The UK didn't have the "exact measures" in place to deal with Covid, the ex-head of the civil service has said.
Lord Sedwill, who left his job last month, told the BBC there is "a genuine question" about whether the UK could have been "better prepared" for the pandemic.
He also said Dominic Cummings' journey to County Durham during lockdown had been a mistake.
And he admitted to feeling "troubled" by attacks on the civil service.
Lord Sedwill stepped down as the UK's top civil servant following reports of tensions between him and senior members of Boris Johnson's team.
In a wide-ranging interview with BBC political editor Laura Kuenssberg he also talked about the "ups and downs" of President Trump's leadership and the UK's relationship with Russia and China.
Reflecting on the government's handling of coronavirus, he said: "Although we had exercised and prepared for pandemic threats, we didn't have in place the exact measures, and we hadn't rehearsed the exact measures" for the challenge Covid-19 presented.
"I think there is a genuine question about whether we could have been better prepared in the first place and that is obviously a very legitimate challenge."
He said any future inquiry would have to look at whether decisions were taken at the right time, if the lockdown was imposed fast enough and what capabilities the state had to deploy to tackle the virus.
Lord Sedwill, who contracted the virus himself, said he was "really proud of a great deal that we did" including setting up the Nightingale Hospitals.
In May, the prime minister's chief adviser, Dominic Cummings, said he had acted "reasonably" when he drove to County Durham after his wife developed Covid-19 symptoms.
Asked about the incident Lord Sedwill said that "it was clearly a difficult moment for the government".
"It was a mistake - whether everyone should quit every time they make a mistake, I don't think is right.
"But it clearly undermined the government's coherent narrative about people following the rules."
In his first interview since leaving one of the biggest jobs in the country, the man who was paid to give quiet careful advice is diplomatic with his language, certainly, but clear nonetheless.
While he takes pride in some of the government's response to the pandemic, he said there is a genuine question about whether it could have been better prepared and admitted it lacked the "exact measures" for a disease of this kind.
The picture he gives of the heart of government in the most intense moments in the crisis is of a tense place, where ministers and officials were scrambling to keep up with a changing reality where the nation's health and economy were both genuinely in danger.
And frankly, with all the uncertainty of handling a new disease, no-one could be quite sure of the right thing to do.
For all that ministers have fumed privately, and hinted publicly, he is adamant that the government coped fairly well during a once in a generation crisis, not withstanding "genuine questions" about just how prepared the UK really was.
Lord Sedwill also said he was "troubled" by attacks on the civil service and that speculation about his own future had been "unpleasant".
Criticism of the civil service's integrity and capability was unfair, he said, while off-the-record briefings against senior civil servants, over Brexit and other issues, had been "damaging".
"It is damaging to good governance and those responsible should recognise the damage they're doing, even if they're indulging themselves in some short-term tactical ploy," he said.

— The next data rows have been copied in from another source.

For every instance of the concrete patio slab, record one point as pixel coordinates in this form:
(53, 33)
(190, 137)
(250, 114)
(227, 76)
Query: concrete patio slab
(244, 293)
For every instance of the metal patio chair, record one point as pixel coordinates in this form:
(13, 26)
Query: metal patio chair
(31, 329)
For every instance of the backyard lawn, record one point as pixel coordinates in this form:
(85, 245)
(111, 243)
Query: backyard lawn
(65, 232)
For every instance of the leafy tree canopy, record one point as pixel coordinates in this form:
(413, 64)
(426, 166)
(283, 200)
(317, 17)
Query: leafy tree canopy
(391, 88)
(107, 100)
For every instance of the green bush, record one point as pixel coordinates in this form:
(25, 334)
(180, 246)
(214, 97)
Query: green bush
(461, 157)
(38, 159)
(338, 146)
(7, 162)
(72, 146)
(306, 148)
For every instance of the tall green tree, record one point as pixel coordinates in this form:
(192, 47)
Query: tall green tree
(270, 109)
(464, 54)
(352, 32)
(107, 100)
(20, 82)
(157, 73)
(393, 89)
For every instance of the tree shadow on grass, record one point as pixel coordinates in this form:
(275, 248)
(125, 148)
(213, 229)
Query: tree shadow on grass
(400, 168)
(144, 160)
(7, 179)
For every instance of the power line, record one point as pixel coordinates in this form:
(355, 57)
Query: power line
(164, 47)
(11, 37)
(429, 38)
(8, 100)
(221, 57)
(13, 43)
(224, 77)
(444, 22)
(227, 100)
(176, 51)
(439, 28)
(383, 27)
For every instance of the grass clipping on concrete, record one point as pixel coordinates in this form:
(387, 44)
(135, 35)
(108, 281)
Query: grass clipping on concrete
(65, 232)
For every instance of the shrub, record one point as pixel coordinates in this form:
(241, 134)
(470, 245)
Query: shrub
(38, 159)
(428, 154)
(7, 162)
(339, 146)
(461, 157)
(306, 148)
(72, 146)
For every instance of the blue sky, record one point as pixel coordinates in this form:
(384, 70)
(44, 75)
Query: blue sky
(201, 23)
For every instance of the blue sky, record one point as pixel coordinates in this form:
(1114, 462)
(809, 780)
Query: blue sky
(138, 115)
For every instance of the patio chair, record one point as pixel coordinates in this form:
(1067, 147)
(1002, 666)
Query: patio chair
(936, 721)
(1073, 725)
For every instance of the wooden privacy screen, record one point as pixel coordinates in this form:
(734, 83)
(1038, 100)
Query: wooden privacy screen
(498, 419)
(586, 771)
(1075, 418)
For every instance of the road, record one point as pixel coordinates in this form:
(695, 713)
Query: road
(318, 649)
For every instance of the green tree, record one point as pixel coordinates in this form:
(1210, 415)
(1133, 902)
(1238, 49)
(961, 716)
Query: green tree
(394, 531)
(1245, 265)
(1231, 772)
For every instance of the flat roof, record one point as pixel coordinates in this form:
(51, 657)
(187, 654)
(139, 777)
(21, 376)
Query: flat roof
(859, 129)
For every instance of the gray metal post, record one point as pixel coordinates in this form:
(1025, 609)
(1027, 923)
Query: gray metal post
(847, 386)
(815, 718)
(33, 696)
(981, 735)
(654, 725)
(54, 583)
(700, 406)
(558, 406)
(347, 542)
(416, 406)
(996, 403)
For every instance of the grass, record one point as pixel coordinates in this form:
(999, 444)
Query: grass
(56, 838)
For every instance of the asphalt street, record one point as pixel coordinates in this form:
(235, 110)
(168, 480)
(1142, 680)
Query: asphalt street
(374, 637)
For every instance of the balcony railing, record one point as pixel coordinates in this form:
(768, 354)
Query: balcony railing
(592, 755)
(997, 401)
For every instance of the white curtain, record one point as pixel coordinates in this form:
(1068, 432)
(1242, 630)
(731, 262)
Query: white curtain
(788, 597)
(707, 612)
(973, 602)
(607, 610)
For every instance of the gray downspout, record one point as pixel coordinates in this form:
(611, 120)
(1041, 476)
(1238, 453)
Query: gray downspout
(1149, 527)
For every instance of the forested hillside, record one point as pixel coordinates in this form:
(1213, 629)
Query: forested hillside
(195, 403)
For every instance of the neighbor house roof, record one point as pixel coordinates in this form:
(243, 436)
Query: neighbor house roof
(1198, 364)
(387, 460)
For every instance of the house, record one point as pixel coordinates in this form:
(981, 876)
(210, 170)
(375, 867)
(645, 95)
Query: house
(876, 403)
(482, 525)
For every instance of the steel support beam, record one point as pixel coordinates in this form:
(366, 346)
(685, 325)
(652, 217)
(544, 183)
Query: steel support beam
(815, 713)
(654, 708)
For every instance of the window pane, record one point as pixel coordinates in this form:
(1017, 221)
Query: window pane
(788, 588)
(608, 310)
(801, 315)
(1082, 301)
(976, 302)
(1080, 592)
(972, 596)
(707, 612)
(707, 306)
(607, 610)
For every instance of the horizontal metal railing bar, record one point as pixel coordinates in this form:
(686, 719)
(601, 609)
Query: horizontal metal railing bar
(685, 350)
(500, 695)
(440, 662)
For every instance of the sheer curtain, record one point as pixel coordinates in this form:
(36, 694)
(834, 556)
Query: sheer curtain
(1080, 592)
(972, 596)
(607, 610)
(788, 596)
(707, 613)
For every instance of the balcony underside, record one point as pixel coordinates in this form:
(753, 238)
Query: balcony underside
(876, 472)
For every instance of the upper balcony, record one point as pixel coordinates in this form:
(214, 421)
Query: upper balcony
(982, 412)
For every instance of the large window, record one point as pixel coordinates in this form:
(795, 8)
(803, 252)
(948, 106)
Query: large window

He dismissed suggestions that the government's enthusiasm to reform the civil service had led to six civil servant heads stepping down, arguing that the truth was "more complex" than the departures being "part of a campaign".
"Governments want people they have confidence in, of course," he said.
"We go through periods of this kind when there's perceived to be an attack on the underlying values of the civil service but actually, those values and the institutions serving governments with impartiality have always prevailed and I'm confident they will continue to do so."
Commenting on the forthcoming US presidential election he said that while American politics is "pretty volatile" the UK-US relationship is "stable".
"President Trump is a very unusual occupant of that office in his personal style and the way he articulates the US position but the underlying alliance is based on much more than the individual relationships at the top.
"You have some ups and downs sometimes at the political level but the fundamentals are really strong in my view."
He praised the Trump administration for its diplomatic efforts in the Middle East.
He also warned that the UK mustn't be "naive" when dealing with Russia and China
"I think when we've allowed the rhetoric to suggest that countries with very different political systems, essentially authoritarian political systems, are edging towards our values and viewing the world, then we've probably been mistaken and have overstated the natural alignment," he said.